Democratising EO Intelligence: CORSA and Major Tom Now Live on Terrascope

By Bart Beusen 24 June 2025
Every day, petabytes of Earth observation (EO) data stream into global archives. With Sentinel satellites capturing the planet in extraordinary detail, we are living in an age where data is abundant—but storing, sharing, and leveraging this data is a growing challenge. This is especially true for developers and researchers who want to build Artificial Intelligence (AI) solutions on top of EO imagery but are constrained by bandwidth, storage, or limited labelled data.
 
That’s why at VITO Remote Sensing, we developed CORSA—a lightweight AI-based compression model that does much more than shrink file sizes. It acts as both a high-efficiency storage solution and a ready-to-use encoder that unlocks fast AI prototyping, even for those with limited resources or training data.
 
In this blog, Remote Sensing expert Bart Beusen showcases how CORSA is made accessible through the Terrascope platform, using a curated version of the Major Tom dataset. Together, they form a powerful stack that brings down barriers to entry in AI for EO, democratising geospatial intelligence with less cost, less latency, and less energy consumption.

What is Major Tom?

Major Tom is an open-access dataset developed by ESA's Φ-lab. It divides the globe into a 10 km by 10 km grid, assigning a high-resolution Sentinel-2 patch to each cell. Each patch is a multispectral cube with 12 bands, each stored as a separate GeoTIFF file (B01–B12). This structured approach allows standardised benchmarking and fair comparisons of AI models across geographies and tasks.

For this demonstration, we focused on a regional subset covering Flanders and parts of the Netherlands. We made these patches available in both their original and CORSA-compressed forms.

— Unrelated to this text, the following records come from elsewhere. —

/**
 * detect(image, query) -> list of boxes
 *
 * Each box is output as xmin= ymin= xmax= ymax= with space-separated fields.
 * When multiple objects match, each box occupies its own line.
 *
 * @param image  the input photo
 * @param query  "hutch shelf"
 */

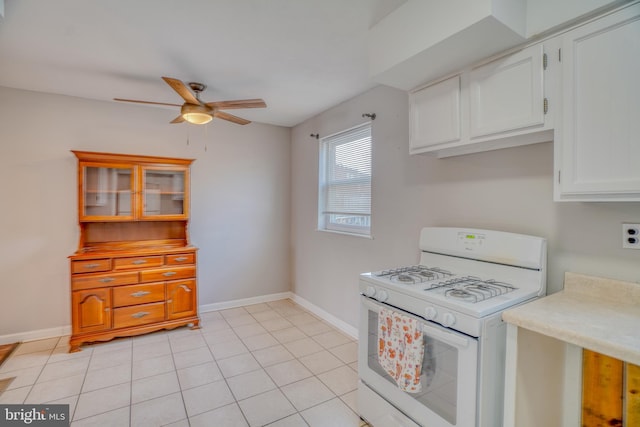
xmin=69 ymin=151 xmax=200 ymax=352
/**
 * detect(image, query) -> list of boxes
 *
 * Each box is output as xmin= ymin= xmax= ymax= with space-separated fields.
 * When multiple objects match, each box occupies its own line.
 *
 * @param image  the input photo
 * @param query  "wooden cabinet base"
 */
xmin=69 ymin=316 xmax=200 ymax=353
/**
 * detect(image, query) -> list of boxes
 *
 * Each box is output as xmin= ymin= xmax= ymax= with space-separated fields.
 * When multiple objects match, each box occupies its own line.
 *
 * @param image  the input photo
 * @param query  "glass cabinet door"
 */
xmin=80 ymin=166 xmax=135 ymax=220
xmin=142 ymin=167 xmax=188 ymax=218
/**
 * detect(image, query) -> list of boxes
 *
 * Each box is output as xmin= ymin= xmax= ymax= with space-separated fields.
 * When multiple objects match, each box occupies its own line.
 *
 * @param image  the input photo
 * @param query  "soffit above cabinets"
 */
xmin=369 ymin=0 xmax=626 ymax=90
xmin=369 ymin=0 xmax=526 ymax=90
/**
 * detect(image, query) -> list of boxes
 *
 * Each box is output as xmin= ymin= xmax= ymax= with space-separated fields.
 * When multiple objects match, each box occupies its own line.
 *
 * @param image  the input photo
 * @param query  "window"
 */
xmin=318 ymin=123 xmax=371 ymax=236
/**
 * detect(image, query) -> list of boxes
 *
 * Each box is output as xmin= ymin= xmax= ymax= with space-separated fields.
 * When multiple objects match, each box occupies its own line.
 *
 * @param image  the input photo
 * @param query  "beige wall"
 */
xmin=291 ymin=87 xmax=640 ymax=326
xmin=0 ymin=87 xmax=290 ymax=340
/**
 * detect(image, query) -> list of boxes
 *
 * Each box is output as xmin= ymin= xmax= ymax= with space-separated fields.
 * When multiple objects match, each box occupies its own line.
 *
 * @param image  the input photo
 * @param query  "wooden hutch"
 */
xmin=69 ymin=151 xmax=200 ymax=352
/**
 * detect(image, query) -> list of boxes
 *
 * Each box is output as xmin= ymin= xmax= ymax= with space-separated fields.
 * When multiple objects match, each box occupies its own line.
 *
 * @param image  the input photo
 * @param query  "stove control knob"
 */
xmin=442 ymin=313 xmax=456 ymax=328
xmin=364 ymin=286 xmax=376 ymax=298
xmin=424 ymin=307 xmax=438 ymax=320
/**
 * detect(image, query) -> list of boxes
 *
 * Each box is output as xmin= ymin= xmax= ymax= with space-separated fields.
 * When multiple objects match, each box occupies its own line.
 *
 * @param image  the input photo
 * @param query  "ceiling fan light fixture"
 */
xmin=180 ymin=104 xmax=213 ymax=125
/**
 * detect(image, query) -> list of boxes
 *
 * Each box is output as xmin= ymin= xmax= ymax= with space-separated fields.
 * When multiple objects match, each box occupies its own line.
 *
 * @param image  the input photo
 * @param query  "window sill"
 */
xmin=316 ymin=228 xmax=373 ymax=240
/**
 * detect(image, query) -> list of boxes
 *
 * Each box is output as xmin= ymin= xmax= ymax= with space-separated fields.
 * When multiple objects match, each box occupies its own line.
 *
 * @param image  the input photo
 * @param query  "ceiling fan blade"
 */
xmin=205 ymin=99 xmax=267 ymax=110
xmin=213 ymin=111 xmax=251 ymax=125
xmin=162 ymin=77 xmax=200 ymax=105
xmin=113 ymin=98 xmax=181 ymax=107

Enter CORSA: Compression Meets Intelligence

CORSA isn't just another image compression tool. It’s built on a Vector Quantized Variational Auto-Encoder (VQVAE) architecture, trained to compress multispectral satellite images while preserving their semantic content. Instead of storing the original image, CORSA represents it through indices pointing to a learned codebook of feature vectors—drastically reducing storage size while maintaining rich visual information.

Figure 1 - CORSA reconstruction
Figure 1: Reconstructing original image from compressed CORSA embedding.

This dual role of CORSA—compression and feature extraction—means developers can train downstream models (like land cover classifiers or change detectors) directly on the compressed features, bypassing the need to decode or reprocess the full original image.

CORSA + Terrascope = Ready-to-Use AI Stack

Terrascope is a the Belgian open EO platform—funded by the Belgian Science Policy—offering on-demand access to a wide range of geospatial datasets and processing capabilities. By integrating CORSA outputs as a public data collection, Terrascope now enables anyone to build EO applications using precomputed embeddings—no GPU required, no downloads of multi-gigabyte files.

On Terrascope, we published:

Speed and Efficiency: A Quick Comparison

Let’s take a group of 27 grid cells located between Antwerp and Rotterdam (see Figure 2) and compare performance:

Figure 2 - Major Tom grid patches
Figure 2: Map showing Major Tom grid patches over Flanders and the Netherlands.

Format File Size Download Time Reconstruct Time per Tile
Original S2 (12 bands) 382.8 MB 60.6 s 0.2 s
CORSA (2 feature levels) 10.1 MB 5.9 s 1.8 s (decode) + 0.5 s (scaling)

Figure 3 -  CORSA file size comparisonFigure 3: Bar chart comparing download time and file size for original vs CORSA format.

That's:

  • 10× faster downloads
  • ~32× smaller files
  • And more importantly: ready-to-use feature vectors without needing to retrain a model.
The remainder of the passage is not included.